Mental health issues have risen among young adults globally for the last decade. As this terrible trend continues to incline, exacerbated by the COVID-19 pandemic, it is clear that to turn the tide on this issue, we need new ideas, strategies, and out-of-the-box thinking. Those innovations tend to come from the communities most impacted – in this case, students. In the particular case of student Veterans, the impact they can have as mental health leaders has been overlooked.
In many instances, when higher ed institutions and other organizations focus on student Veterans, it’s with a negative lens rather than a positive one. This focus is typically with a view of student vets as a community to act on, not with. Stereotypes of student Veterans as at-risk populations, riddled with PTSD and other traumas, run rampant. So do assumptions that student Veterans are poor academic performers or “ticking time bombs.” Often, we approach student Veterans from a place of deficit, not strength, as a population in need of intervention, rather than as leaders in driving cultural change.
Indeed, there are specific mental health challenges for student Veterans.
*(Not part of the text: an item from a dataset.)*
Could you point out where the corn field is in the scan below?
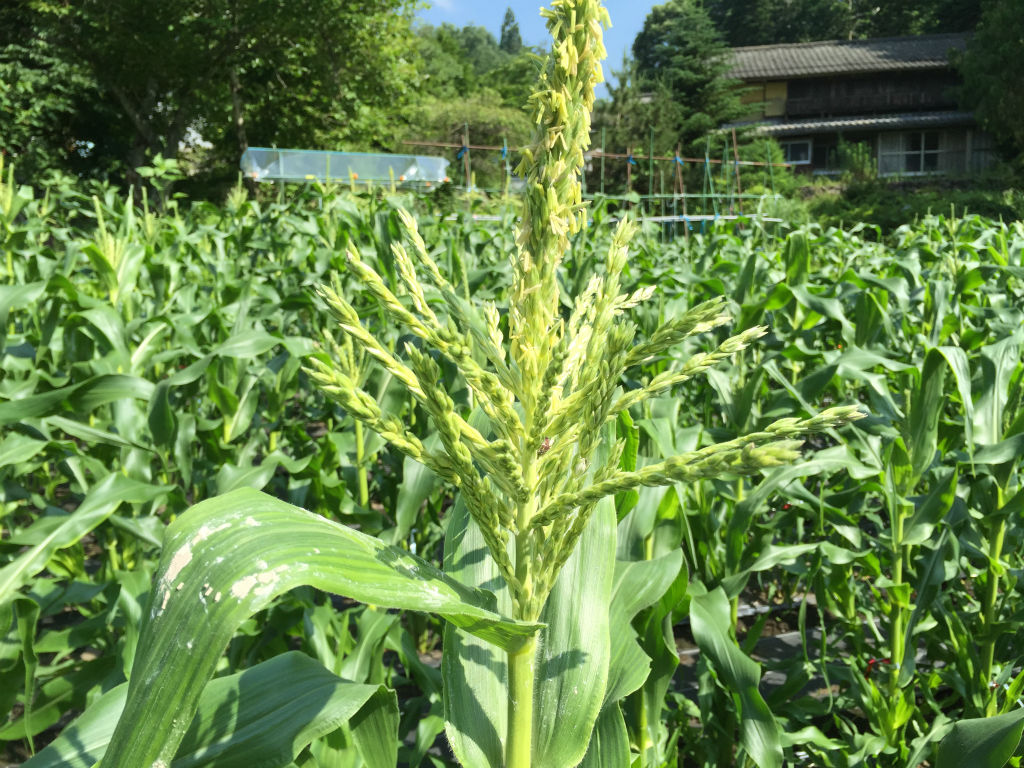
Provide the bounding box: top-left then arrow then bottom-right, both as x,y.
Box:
0,156 -> 1024,766
0,0 -> 1024,768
Challenges from PTSD, TBI, and depression can plague up to one-third of student Veterans. However, it is well-documented that anxiety and depression have been on the rise for students globally over the past decade. Recent research suggests that their risk for mental health issues may be more closely associated with factors such as sexual assault trauma and transition stress than military experience. The stressors exacerbating these conditions or affecting those student Veterans with no known mental health condition often align with those of traditional students: financial issues, courseload, time management. In other words, the experiences of student Veterans with mental health often look more like traditional students than different.
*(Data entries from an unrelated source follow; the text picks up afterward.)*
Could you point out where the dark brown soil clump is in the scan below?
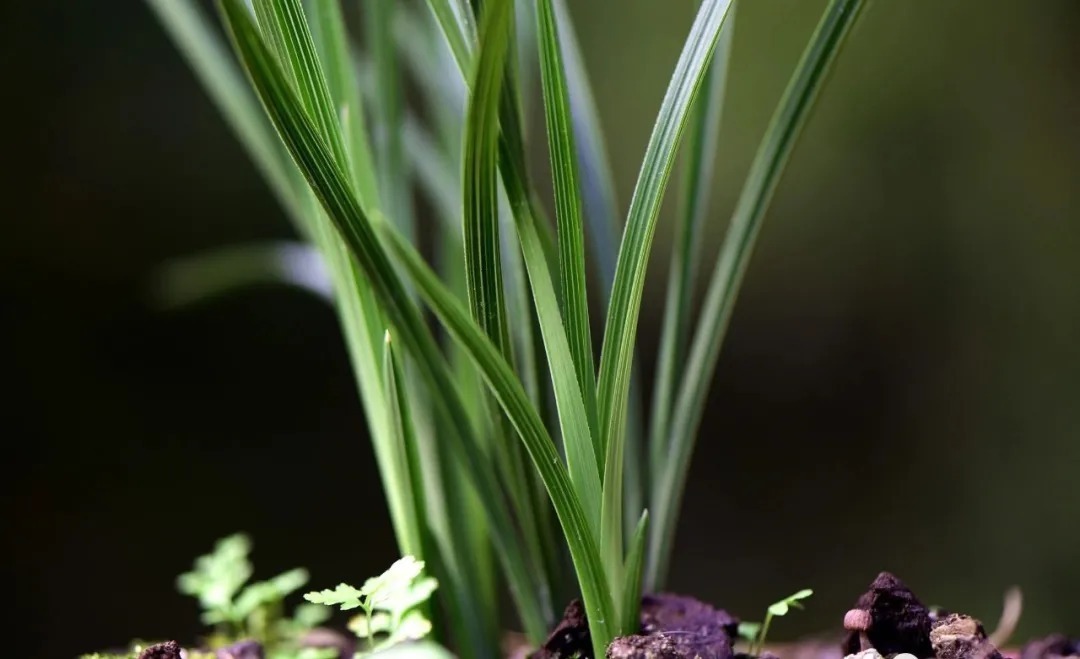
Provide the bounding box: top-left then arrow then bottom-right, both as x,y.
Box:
1020,634 -> 1080,659
138,641 -> 181,659
843,571 -> 934,658
529,594 -> 739,659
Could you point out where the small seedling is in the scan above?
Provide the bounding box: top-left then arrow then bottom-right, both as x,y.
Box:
303,556 -> 438,653
739,588 -> 813,657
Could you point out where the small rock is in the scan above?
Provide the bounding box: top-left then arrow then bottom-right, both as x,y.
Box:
529,600 -> 593,659
217,641 -> 264,659
607,594 -> 734,659
138,641 -> 180,659
930,614 -> 1001,659
842,571 -> 933,659
1020,634 -> 1080,659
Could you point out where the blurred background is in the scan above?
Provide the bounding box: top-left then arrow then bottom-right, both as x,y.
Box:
0,0 -> 1080,659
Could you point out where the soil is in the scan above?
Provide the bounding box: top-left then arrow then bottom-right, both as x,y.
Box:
120,571 -> 1080,659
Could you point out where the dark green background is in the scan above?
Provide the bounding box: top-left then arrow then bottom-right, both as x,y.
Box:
0,0 -> 1080,658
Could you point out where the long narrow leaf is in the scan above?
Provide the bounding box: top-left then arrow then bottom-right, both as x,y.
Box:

This distinction from the stereotypical cause of mental health issues to the true causes for student Veterans calls for a new approach for engaging them in mental health efforts and a new paradigm in how we view student Veterans overall. It suggests that mental health efforts will be more effective if they leverage existing mental health supports on campuses available for all students in addition to leaning on Veterans-specific mental health awareness campaigns.
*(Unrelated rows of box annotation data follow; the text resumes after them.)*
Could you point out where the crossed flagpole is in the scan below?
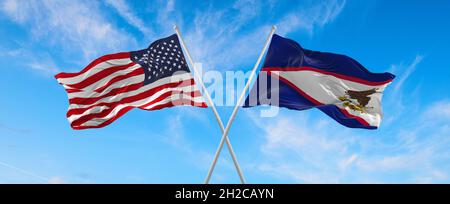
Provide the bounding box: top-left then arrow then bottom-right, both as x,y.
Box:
173,25 -> 277,184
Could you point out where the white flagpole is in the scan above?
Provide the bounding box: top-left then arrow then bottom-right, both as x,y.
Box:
205,25 -> 277,184
173,25 -> 245,184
Like most students, student vets tend to be intensely passionate about helping friends who may be struggling with their mental health. Thus, resources would be better spent making a campus both veteran-inclusive (i.e. involving Veterans in student leadership roles, as equal partners, and as gatekeepers for struggling students) and veteran-friendly (i.e. creating mental health benefits and services specifically for Veterans to access). Student Veterans feel a stronger sense of belonging when they are acknowledged for their strengths in initiative, management, and intelligence rather than viewed as people with deficits.
When we engage student Veterans as leaders in mental health promotion, we will be more effective at reaching students in the ways they need to be approached, removing the stigma associated with Veterans’ experiences, and hopefully curbing the rise in mental health challenges among young adults.